Create a data container named rlib
to hold the R packages. This is to save space and time when you are running multiple instances of the image - they can share the libraries.
docker create -v /home/rlib --name rlib busybox
Run the s3-rbase container and mount the data container.
docker run -d --name s3-rbase1 --volumes-from rlib --privileged --cap-add SYS_ADMIN --device /dev/fuse -d -e "BUCKETNAME=$BUCKETNAME" -e "AWSACCESSKEYID=$AWSACCESSKEYID" -e "AWSSECRETACCESSKEY=$AWSSECRETACCESSKEY" hiveoss/s3-rbase
Install the all the R packages specified in /home/packages/packages.txt
.
docker exec -ti s3-rbase1 cmd install
Install the R packages manually.
docker exec -ti s3-rbase1 cmd install.packages <PACKAGE_NAME_1> <PACKAGE_NAME_2> <PACKAGE_NAME_3>
Setup to include BioConductor repo.
docker exec -ti s3-rbase1 cmd bio
Check the installed R packages.
docker exec -ti s3-rbase1 cmd available
Execute a demo Rscript.
docker exec -ti s3-rbase1 cmd demo.R
The environment variables are used to indicate the bucket to mount and to provide credentials to access the bucket.
$BUCKETNAME
- the AWS bucket name$AWSACCESSKEYID
- the AWS key id$AWSSECRETACCESSKEY
- the AWS secret token
You can overwrite scripts/runS3fs.sh
to change the parameters for the s3fs.
mkdir -p /home/shared/s3 &&
mkdir -p /tmp &&
s3fs $BUCKETNAME /home/shared/s3 -o use_cache=/tmp -o allow_other -o umask=0002 -o use_rrs -f
You can overwrite config/supervisord.conf
to change the parameters for the supervisord. But usually you do not need to unless you need to start additional processes. Noted that daemon is off by default for supervisor.

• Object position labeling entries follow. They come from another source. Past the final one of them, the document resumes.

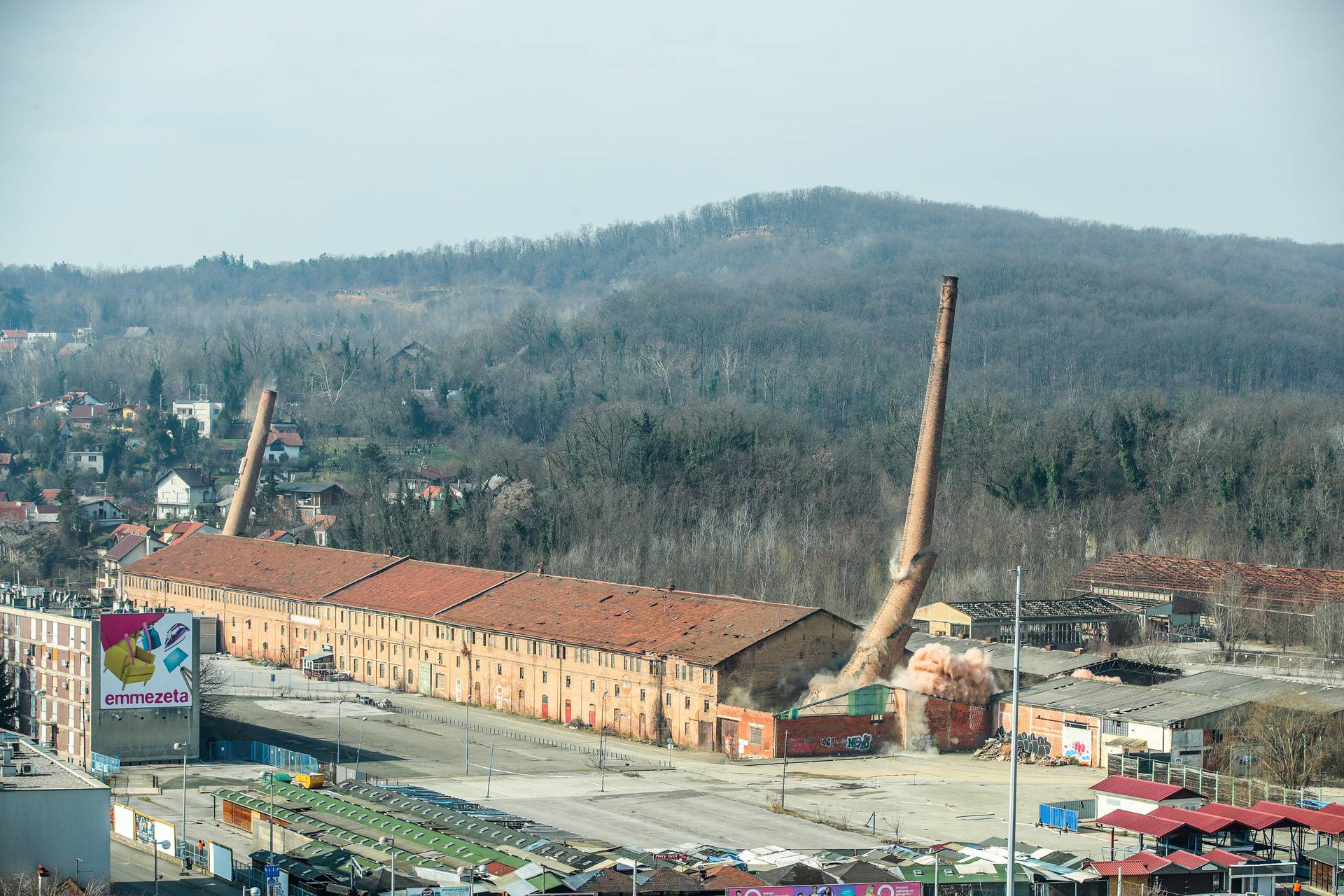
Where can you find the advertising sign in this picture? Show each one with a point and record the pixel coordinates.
(894, 888)
(146, 660)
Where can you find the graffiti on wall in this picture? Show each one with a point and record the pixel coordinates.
(832, 745)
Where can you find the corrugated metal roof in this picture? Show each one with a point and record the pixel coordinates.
(1198, 578)
(264, 567)
(1142, 824)
(1154, 790)
(1034, 660)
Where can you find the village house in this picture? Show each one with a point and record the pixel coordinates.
(86, 460)
(179, 491)
(206, 415)
(655, 664)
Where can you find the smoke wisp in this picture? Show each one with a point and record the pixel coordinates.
(939, 671)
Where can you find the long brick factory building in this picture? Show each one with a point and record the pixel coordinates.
(652, 663)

The default s3 bucket is mounted at /home/shared/s3
.
The default R lib folder is mounted at /home/rlib
.
The required packages can be found at /home/packages/packages.txt
. Existing packages will not be installed again.

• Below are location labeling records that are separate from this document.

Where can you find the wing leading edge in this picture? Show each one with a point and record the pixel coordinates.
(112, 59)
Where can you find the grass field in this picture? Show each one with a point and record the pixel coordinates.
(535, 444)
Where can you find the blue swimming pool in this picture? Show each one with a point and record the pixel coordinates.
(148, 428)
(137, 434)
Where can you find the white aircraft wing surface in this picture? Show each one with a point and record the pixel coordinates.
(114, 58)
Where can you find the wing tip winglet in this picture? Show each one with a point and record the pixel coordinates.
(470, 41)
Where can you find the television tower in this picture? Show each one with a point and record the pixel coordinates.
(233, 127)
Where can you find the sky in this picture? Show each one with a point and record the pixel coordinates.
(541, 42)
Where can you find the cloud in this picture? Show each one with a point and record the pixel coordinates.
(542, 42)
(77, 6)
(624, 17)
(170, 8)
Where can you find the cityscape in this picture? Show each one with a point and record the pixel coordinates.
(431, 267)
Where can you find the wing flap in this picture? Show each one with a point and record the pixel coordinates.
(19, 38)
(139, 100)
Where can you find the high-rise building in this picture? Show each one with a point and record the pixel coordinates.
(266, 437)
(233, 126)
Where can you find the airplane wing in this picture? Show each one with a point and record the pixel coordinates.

You can either mount a host directory into the container and include your own packages.txt
, or create a new Dockerfile
pulling from this image and replacing the packages.txt
.
All R scripts should be found in /home/rscripts
.
You can either mount a host directory into the container and include your own R scripts, or create a new Dockerfile
pulling from this image and inserting your R scripts files into /home/rscripts
.
The image comes with a cmd
helper. You can use it via docker exec
. There are 4 possible arguments - no argument
, install
, available
, *
.
no argument
: where there are no arguments,cmd
will start the supervisor, and mount the S3 buckets (generally not required, as it is execute when you run the container).install
: install the R packages listed in/home/packages/packages.txt
. Only new packages will be installed.available
: list the available installed R packages in/home/rlib
.*
: wildcard to the filename of the R script to execute.
Example
# execute the Rscript in demo.R
docker exec -ti s3-rbase1 cmd demo.R
A sample docker-compose.yml
is available at our github repo.
r-lib-vol:
image: busybox
container_name: rlib
volumes:
- /home/rlib
r-test:
image: hiveoss/s3-rbase:latest
container_name: rtest
privileged: true
cap_add:
- SYS_ADMIN
devices:
- /dev/fuse
environment:
- BUCKETNAME=SOME_AWS_BUCKETNAME
- AWSACCESSKEYID=SOME_AWS_ID
- AWSSECRETACCESSKEY=SOME_AWS_KEY
volumes:
- ./rscripts:/home/rscripts
- ./default_packages.txt:/home/packages/packages.txt
volumes_from:
- r-lib-vol
Docker will not warn you when removing a container without providing the -v option to delete its volumes. If you remove containers without using the -v option, you may end up with “dangling” volumes; volumes that are no longer referenced by a container. Dangling volumes are difficult to get rid of and can take up a large amount of disk space.